The fact that Volkswagen uses animal testing came to light in the middle of a larger scandal involving emissions regulations cheating. It was revealed that Volkswagen was illegally manipulating the software on vehicles to make it look like they were expelling lower amounts of diesel emissions than they truly were. The company did this as part of a large campaign to make diesel a more acceptable fuel alternative.
Animal testing was related to this scandal since the company turned out to be using animal testing in an attempt to show that diesel was safe. They financed research for studies such as one that involved putting macaque monkeys in an airtight room full of diesel exhaust. According to Herbert Diess, the chief executive at Volkswagen, these studies were done in the United States and did not violate local animal cruelty laws.

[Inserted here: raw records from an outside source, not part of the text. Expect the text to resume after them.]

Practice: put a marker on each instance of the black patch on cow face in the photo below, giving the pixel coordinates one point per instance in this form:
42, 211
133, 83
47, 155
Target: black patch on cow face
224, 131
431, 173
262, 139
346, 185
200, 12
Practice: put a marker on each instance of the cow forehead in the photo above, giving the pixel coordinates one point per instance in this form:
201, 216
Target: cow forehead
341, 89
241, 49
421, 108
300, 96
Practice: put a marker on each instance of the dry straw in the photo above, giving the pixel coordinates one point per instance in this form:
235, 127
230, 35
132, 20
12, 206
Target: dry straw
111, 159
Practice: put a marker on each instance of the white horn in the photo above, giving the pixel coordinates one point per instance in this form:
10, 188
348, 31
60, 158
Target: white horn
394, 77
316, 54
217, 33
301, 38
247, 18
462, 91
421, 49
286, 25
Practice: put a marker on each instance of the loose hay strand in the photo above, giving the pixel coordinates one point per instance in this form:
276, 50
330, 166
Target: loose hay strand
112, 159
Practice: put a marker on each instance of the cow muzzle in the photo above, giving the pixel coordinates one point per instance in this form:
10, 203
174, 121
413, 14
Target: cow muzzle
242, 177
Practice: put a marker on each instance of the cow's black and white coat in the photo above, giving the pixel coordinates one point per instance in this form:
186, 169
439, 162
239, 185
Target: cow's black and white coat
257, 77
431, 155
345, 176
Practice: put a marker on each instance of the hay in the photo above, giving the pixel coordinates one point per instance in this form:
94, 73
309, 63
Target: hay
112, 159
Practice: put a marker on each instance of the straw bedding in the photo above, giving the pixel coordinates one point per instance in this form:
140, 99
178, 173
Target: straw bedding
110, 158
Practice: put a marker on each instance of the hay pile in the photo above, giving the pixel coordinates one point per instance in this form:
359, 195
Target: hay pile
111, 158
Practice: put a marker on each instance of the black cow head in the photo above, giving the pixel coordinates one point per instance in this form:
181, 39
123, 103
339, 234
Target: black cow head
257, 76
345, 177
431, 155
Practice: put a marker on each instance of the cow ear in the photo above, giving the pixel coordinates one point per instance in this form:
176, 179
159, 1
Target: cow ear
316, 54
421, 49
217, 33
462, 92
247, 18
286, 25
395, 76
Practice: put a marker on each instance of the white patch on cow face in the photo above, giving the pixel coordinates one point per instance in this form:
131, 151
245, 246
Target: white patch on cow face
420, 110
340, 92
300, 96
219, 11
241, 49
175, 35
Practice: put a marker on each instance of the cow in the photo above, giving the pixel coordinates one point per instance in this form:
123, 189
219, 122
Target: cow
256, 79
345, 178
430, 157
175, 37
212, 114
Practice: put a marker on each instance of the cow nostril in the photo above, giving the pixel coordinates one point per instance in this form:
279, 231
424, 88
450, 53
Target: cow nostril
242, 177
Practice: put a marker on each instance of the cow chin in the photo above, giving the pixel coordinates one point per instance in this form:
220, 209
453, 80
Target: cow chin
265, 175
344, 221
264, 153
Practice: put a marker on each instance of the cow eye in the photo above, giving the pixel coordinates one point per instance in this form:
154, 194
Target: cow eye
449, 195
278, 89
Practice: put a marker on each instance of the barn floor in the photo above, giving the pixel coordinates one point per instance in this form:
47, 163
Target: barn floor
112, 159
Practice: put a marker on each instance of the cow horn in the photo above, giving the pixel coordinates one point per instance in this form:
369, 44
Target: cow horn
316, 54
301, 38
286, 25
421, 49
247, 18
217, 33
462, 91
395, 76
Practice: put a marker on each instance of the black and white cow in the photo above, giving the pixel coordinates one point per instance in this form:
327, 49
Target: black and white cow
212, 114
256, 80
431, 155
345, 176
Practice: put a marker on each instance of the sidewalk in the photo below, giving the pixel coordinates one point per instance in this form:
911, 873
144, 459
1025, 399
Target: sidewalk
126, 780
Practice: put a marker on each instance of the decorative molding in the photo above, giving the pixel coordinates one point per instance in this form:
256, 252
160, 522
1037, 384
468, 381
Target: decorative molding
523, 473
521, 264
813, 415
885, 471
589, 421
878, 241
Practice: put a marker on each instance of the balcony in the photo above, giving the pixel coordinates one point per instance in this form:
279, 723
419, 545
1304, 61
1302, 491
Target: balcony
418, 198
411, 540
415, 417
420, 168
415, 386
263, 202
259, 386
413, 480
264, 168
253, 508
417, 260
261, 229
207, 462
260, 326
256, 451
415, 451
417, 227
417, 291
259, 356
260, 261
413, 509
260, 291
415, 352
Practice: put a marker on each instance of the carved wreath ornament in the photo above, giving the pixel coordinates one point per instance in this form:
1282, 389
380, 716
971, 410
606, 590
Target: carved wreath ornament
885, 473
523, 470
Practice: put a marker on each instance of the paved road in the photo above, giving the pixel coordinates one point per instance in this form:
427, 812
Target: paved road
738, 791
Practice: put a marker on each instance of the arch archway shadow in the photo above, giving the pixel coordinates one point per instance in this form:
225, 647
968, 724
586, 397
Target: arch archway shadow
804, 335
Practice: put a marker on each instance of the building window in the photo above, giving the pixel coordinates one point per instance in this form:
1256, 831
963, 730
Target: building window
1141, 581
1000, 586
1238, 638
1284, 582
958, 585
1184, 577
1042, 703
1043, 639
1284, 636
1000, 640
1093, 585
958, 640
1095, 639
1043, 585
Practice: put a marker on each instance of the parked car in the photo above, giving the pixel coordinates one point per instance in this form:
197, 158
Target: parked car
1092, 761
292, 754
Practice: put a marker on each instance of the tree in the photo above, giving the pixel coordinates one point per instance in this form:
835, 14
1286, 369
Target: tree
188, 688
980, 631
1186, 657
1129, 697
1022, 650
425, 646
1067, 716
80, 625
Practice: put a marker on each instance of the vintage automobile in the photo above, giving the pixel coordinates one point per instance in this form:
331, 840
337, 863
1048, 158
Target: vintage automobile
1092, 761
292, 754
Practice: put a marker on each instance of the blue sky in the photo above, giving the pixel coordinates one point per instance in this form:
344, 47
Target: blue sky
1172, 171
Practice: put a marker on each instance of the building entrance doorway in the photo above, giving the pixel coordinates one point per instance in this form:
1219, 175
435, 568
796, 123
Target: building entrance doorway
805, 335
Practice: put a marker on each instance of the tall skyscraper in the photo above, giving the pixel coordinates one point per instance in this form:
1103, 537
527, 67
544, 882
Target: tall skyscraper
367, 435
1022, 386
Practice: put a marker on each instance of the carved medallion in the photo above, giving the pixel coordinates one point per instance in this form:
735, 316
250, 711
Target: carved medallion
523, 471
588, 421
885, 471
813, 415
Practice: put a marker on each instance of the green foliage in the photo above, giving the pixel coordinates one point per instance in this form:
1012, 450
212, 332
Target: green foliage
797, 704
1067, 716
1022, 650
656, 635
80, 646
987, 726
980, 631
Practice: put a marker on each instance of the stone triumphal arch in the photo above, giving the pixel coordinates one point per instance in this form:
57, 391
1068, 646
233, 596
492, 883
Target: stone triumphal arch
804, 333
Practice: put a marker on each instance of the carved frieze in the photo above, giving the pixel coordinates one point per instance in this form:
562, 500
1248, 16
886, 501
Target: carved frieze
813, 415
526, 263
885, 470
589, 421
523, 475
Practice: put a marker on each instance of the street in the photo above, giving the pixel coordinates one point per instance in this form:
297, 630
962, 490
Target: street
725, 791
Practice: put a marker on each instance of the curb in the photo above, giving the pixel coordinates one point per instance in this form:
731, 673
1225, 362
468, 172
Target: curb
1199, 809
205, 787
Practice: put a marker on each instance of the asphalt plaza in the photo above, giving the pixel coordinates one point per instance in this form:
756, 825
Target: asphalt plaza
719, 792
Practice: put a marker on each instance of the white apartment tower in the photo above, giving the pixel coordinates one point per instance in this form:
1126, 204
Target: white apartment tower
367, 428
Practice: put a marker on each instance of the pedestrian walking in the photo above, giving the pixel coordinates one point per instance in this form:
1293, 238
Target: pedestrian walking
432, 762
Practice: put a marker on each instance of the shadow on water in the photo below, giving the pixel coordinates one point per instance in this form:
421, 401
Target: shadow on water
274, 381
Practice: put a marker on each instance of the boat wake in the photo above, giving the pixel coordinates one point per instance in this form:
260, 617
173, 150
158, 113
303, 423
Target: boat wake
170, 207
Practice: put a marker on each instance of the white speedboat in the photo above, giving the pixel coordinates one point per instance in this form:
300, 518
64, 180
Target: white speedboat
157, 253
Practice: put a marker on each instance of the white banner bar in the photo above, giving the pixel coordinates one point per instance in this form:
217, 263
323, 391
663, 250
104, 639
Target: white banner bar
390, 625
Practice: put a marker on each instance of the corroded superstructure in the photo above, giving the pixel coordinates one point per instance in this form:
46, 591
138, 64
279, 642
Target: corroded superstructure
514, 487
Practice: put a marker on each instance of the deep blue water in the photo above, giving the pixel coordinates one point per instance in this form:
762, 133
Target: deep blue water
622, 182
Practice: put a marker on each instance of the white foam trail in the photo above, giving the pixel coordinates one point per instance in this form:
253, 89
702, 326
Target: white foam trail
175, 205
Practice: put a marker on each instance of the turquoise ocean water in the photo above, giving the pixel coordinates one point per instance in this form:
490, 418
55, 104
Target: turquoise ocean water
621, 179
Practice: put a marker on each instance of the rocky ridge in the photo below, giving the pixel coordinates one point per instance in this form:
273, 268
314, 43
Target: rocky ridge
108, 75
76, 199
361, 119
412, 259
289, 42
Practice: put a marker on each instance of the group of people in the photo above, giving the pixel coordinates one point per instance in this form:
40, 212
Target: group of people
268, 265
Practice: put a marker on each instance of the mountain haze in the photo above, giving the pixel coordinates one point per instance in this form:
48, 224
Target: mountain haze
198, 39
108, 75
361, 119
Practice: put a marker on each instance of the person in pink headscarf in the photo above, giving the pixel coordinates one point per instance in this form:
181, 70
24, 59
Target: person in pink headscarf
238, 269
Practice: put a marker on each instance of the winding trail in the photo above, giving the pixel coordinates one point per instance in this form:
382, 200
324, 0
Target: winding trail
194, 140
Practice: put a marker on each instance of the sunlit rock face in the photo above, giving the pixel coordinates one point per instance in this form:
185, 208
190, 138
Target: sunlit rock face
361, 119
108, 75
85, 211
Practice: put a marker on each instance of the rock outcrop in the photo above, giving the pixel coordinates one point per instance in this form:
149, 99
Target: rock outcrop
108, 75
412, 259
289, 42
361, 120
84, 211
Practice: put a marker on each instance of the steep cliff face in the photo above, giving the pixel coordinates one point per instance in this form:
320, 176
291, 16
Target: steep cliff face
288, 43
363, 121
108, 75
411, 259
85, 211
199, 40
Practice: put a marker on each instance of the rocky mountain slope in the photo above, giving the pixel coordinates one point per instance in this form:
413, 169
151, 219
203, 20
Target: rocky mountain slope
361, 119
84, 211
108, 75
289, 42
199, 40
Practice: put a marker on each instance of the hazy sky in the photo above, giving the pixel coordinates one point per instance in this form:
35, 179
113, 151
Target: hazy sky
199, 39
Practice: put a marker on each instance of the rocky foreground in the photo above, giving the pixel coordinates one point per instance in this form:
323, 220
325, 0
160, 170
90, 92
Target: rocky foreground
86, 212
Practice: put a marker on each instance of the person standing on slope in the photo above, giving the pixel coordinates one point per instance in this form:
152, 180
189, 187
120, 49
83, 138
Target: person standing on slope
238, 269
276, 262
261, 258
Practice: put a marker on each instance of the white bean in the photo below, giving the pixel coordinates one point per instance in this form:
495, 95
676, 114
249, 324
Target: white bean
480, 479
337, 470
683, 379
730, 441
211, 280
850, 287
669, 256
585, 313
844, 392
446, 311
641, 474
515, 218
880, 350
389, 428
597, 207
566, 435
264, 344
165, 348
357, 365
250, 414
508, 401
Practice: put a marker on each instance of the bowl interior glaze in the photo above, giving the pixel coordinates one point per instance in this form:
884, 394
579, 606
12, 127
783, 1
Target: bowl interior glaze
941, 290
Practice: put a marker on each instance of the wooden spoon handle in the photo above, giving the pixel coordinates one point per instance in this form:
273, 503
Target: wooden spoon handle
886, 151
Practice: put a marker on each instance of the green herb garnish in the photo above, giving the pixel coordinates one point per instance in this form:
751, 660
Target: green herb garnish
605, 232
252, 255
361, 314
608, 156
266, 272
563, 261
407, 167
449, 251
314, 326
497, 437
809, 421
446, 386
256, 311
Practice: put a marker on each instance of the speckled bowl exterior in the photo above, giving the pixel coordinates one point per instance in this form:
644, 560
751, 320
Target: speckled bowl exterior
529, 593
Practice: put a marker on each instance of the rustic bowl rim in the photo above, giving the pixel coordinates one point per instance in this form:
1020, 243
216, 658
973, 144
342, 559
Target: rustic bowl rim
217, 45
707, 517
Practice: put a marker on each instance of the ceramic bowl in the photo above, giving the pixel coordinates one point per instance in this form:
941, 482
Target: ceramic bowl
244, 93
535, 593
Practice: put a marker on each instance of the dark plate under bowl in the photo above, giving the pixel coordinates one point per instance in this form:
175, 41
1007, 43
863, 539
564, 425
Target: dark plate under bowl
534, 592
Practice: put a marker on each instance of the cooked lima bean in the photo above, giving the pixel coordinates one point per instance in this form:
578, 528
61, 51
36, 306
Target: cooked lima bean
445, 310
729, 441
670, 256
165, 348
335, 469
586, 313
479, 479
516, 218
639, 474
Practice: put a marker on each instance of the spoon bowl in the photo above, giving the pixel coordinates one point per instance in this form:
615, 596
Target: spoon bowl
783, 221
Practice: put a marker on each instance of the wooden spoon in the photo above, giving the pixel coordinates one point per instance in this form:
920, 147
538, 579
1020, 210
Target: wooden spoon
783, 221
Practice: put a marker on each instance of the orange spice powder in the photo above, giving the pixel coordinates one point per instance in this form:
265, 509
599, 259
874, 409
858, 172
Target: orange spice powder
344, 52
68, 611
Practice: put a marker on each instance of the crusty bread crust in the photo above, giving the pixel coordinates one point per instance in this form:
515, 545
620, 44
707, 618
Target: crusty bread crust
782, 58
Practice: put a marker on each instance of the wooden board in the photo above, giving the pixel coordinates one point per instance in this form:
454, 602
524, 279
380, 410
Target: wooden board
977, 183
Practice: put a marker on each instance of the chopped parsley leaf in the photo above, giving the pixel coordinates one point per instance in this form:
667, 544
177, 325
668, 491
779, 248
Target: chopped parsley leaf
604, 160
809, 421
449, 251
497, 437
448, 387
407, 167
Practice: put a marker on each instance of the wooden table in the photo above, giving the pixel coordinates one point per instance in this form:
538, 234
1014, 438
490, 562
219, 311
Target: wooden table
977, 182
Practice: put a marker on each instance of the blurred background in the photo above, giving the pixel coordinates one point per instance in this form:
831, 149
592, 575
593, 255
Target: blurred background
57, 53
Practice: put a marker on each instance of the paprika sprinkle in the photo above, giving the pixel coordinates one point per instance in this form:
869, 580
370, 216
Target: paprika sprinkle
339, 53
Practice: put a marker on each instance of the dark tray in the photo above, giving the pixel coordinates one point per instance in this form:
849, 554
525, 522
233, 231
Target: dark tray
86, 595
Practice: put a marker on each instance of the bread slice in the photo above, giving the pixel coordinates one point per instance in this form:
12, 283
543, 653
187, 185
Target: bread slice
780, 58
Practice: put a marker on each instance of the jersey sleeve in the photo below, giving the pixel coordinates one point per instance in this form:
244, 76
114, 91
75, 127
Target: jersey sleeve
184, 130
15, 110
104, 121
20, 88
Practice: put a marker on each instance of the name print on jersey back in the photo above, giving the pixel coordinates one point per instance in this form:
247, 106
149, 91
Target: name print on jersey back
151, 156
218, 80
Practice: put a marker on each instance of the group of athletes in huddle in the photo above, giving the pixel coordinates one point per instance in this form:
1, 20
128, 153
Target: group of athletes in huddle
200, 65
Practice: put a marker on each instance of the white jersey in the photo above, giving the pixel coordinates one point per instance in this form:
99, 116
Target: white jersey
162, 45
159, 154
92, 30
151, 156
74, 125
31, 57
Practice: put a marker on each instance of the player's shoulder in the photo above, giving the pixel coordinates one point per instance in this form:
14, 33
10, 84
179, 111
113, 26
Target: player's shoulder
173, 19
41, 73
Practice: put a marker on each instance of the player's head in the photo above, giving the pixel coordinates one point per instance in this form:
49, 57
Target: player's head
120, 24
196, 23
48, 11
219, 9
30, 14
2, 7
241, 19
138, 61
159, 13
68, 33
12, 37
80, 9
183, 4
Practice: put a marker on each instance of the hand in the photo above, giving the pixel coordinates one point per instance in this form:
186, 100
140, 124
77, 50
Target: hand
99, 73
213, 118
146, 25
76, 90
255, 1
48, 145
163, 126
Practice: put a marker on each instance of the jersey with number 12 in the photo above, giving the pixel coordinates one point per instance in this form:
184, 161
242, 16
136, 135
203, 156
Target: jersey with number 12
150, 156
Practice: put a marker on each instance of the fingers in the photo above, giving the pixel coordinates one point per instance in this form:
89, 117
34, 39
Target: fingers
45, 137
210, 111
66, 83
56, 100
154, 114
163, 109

However, in Diess’ statement, he went on to explain that he does feel the tests were unethical even if they were not illegal. Therefore, Volkswagen has decided to rule out most animal testing. This announcement has been celebrated by animal rights advocates such as PETA who are calling on all car manufacturer’s to follow Volkswagen’s lead. However, some feel that the statement does not go far enough. Volkswagen says they will still do animal testing if there is any pressing concern that can be solved with animal tests, so they are essentially not ruling out the option of animal testing altogether.
Though the move away from animal testing has generated some goodwill for Volkswagen, the company is still facing a lot of fallout from the emissions cheating scandal. Chief executives have been charged with conspiracy, and they are also facing a major lawsuit by shareholders. In addition to the over $25 billion in fines the company already has to pay, they may owe $10 billion more if they lose the lawsuit.